En 2017, la oración era más breve: «El maquinista no frenó» o «El maquinista no accionó el freno», como dijo ese mismo año Cristina Fernández de Kirchner en una entrevista con el periodista Chiche Gelblung. En esa entrevista también simplificó: «Si vos no frenás y te estrellás, eh, bueno…».

El sujeto del enunciado de Cristina Fernández era Marcos Córdoba, quien conducía el tren chapa 16 de la línea Sarmiento durante la mañana del 22 de febrero de 2012. El tema al que aludía era la tragedia de Once, uno de los incidentes ferroviarios más graves de la historia argentina. Para la actual vicepresidenta, Córdoba era el único responsable del choque en el que murieron 51 personas, incluida una embarazada. El Estado, no.

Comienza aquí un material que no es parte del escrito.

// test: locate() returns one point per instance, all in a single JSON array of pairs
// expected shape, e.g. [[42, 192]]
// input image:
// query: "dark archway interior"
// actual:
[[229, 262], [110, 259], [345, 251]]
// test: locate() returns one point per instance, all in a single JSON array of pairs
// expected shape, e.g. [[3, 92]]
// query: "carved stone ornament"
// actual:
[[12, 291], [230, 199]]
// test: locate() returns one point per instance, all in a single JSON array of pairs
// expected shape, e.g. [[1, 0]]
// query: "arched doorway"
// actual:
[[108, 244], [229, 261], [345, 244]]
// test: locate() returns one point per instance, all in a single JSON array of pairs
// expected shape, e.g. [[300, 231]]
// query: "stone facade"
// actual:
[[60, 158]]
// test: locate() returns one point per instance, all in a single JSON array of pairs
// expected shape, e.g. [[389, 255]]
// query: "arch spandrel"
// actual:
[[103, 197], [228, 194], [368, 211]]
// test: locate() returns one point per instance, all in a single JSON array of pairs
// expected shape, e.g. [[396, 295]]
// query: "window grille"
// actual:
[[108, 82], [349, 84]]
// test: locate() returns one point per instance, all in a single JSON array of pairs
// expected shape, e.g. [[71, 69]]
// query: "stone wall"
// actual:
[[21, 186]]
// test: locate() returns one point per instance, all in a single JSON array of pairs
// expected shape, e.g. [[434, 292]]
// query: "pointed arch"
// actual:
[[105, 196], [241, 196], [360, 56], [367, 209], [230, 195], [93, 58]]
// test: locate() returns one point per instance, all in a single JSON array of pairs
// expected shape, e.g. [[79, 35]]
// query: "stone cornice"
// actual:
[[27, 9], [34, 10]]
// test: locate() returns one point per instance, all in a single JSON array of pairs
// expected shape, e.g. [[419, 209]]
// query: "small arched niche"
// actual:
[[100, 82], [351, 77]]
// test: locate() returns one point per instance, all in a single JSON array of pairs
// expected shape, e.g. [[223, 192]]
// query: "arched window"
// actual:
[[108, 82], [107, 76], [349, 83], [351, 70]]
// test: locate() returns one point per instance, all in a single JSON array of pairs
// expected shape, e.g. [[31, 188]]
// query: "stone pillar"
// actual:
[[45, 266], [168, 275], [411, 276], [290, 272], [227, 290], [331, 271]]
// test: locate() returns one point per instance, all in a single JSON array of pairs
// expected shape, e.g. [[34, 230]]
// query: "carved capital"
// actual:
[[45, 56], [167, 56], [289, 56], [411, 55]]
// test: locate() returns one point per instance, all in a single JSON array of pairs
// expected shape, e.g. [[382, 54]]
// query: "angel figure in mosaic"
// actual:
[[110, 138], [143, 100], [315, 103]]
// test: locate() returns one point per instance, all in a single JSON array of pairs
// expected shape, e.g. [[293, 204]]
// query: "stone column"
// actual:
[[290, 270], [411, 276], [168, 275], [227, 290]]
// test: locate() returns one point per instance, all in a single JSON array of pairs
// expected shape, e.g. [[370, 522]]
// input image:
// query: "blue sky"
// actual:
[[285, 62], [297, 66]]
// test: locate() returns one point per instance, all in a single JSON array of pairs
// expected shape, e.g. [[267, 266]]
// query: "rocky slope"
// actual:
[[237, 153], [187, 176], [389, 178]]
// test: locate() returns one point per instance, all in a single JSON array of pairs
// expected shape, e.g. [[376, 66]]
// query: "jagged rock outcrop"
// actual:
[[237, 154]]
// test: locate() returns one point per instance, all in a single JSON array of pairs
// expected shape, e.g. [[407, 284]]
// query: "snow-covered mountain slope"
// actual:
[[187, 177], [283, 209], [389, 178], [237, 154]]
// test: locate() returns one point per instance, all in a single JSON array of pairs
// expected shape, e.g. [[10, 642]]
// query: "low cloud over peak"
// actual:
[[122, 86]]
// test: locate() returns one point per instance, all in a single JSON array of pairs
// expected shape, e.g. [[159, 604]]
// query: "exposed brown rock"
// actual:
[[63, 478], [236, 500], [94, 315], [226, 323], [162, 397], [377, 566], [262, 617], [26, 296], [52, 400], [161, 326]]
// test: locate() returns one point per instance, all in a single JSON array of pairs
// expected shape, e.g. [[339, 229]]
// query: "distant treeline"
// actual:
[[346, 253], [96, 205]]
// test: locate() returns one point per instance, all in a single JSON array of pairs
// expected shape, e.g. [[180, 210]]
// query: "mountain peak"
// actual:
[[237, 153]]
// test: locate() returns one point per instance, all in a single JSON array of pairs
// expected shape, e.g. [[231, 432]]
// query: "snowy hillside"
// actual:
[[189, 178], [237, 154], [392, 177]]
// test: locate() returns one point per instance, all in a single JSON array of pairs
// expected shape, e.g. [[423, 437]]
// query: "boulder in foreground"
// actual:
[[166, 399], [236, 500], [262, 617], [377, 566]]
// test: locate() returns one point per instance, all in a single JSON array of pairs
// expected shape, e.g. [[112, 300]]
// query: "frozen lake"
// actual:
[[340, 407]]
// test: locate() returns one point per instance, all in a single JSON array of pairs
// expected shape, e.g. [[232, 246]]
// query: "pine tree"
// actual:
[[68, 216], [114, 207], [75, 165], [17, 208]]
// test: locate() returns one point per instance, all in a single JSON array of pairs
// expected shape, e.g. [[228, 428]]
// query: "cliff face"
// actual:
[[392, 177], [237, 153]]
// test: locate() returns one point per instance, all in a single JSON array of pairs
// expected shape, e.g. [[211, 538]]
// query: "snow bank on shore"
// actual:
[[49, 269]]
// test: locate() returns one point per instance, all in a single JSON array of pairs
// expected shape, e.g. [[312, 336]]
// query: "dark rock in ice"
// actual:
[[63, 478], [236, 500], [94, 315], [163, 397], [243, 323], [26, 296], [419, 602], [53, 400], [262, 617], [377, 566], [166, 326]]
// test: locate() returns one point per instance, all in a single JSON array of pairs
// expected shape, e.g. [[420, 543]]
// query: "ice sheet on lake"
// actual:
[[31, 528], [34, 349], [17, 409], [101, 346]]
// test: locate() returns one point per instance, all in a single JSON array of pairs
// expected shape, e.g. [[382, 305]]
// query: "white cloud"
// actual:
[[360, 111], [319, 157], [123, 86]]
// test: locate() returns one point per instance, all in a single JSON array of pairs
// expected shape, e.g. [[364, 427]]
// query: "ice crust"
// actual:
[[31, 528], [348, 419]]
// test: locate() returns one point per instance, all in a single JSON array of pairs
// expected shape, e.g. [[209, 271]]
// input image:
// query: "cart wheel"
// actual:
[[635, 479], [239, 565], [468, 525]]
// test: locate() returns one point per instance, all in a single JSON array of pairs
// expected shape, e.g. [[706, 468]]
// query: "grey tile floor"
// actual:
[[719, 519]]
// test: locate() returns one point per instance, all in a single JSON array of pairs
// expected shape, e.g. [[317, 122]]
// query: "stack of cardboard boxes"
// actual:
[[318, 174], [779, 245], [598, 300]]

Marcos Córdoba, durante el juicio oral en la sala AMIA de los tribunales de Comodoro Py. Foto: Alfredo Martínez

Marcos Córdoba, durante el juicio oral en la sala AMIA de los tribunales de Comodoro Py. Foto: Alfredo Martínez

La estrategia de un solo autor encarnado en Marcos Córdoba es vieja y reaparece de tanto en tanto, aun cuando la tragedia de Once fue investigada y juzgada en dos causas separadas.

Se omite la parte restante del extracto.